Hajriz, qui a fui la prison de Smrekonica il y a quelques semaines, où il purgeait sa peine, est soupçonné d'avoir tué un policier serbe et blessé deux autres un jour plus tôt dans les environs de la frontière entre la Serbie et la Bosnie-Herzégovine.
Murati a souligné que le cas de Faton Hajrizi est une longue et douloureuse jambe pour la famille et la société du Kosovo.
Il décrit cette situation comme un échec non seulement du système judiciaire, mais aussi de la société en général, soulignant la nécessité de travailler davantage à l'intégration de ces personnes.
Cette affaire symbolise les problèmes les plus profonds que nous rencontrons dans la société, y compris l'état des prisons et la situation au sein de celles-ci. Nous devons travailler pour que les gens soient intégrés dans la société, non pour devenir des fondamentalistes religieux radicaux ou des criminels plus endurcis que lorsqu'ils sont entrés en prison”, Murati a dit sur le “show. Info Plus” dans RTK.
Selon Murati, la responsabilité devrait être recherchée dans les institutions qui, selon lui, ont la responsabilité légale de créer des conditions de sécurité pour les prisonniers et de les éduquer, tout en notant que les institutions sont responsables même lorsque les prisonniers s'échappent et doivent les capturer.
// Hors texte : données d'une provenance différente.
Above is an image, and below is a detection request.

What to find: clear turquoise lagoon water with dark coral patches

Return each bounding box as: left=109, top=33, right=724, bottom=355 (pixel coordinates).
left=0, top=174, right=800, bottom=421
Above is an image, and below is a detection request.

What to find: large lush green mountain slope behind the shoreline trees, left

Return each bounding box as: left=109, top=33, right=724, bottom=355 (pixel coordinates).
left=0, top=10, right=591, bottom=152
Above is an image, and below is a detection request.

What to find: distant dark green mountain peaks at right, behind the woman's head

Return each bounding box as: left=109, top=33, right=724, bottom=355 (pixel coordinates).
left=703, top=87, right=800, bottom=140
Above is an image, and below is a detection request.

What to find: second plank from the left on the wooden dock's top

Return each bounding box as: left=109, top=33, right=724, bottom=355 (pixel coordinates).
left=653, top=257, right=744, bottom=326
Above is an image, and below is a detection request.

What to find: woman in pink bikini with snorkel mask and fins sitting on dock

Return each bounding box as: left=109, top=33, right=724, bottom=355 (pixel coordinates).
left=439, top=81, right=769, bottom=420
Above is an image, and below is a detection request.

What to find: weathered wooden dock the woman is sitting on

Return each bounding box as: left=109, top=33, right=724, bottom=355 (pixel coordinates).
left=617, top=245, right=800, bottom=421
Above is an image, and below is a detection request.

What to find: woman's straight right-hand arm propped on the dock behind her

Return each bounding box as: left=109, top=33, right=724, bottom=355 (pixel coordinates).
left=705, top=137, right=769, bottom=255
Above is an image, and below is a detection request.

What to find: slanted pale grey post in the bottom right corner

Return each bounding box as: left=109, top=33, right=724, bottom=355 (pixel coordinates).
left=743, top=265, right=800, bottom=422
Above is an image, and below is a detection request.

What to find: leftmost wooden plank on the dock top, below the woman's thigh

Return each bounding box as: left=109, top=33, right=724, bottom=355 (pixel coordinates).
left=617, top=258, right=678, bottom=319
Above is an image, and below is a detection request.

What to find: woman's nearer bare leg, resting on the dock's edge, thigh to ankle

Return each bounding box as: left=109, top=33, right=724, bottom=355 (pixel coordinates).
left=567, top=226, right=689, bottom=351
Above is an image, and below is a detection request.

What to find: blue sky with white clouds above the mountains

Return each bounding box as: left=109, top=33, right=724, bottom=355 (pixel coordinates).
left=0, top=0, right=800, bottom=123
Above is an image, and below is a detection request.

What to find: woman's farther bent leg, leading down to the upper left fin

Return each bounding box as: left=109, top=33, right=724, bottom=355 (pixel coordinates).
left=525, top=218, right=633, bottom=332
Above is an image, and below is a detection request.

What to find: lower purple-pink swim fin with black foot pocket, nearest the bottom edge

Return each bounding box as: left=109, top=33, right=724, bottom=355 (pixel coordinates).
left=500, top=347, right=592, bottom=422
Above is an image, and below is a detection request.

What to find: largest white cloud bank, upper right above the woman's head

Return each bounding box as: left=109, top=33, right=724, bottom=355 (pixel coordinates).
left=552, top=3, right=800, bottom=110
Par ailleurs, Murati a parlé du dialogue entre le Kosovo et la Serbie à Bruxelles, en commentant le plan de séquence pour la normalisation de l'accord de relations, que les deux parties ont remis aux médiateurs.
Selon lui, le Kosovo et la Serbie ne sont pas disposés à accepter, ni à mettre en œuvre des accords, surtout jusqu'à ce qu'il soit clair qui sera le chef de la politique étrangère de l'Union européenne.
En outre, Murati a souligné qu'aucune des deux parties ne prendrait de mesures substantielles dans le dialogue en raison des élections en Amérique.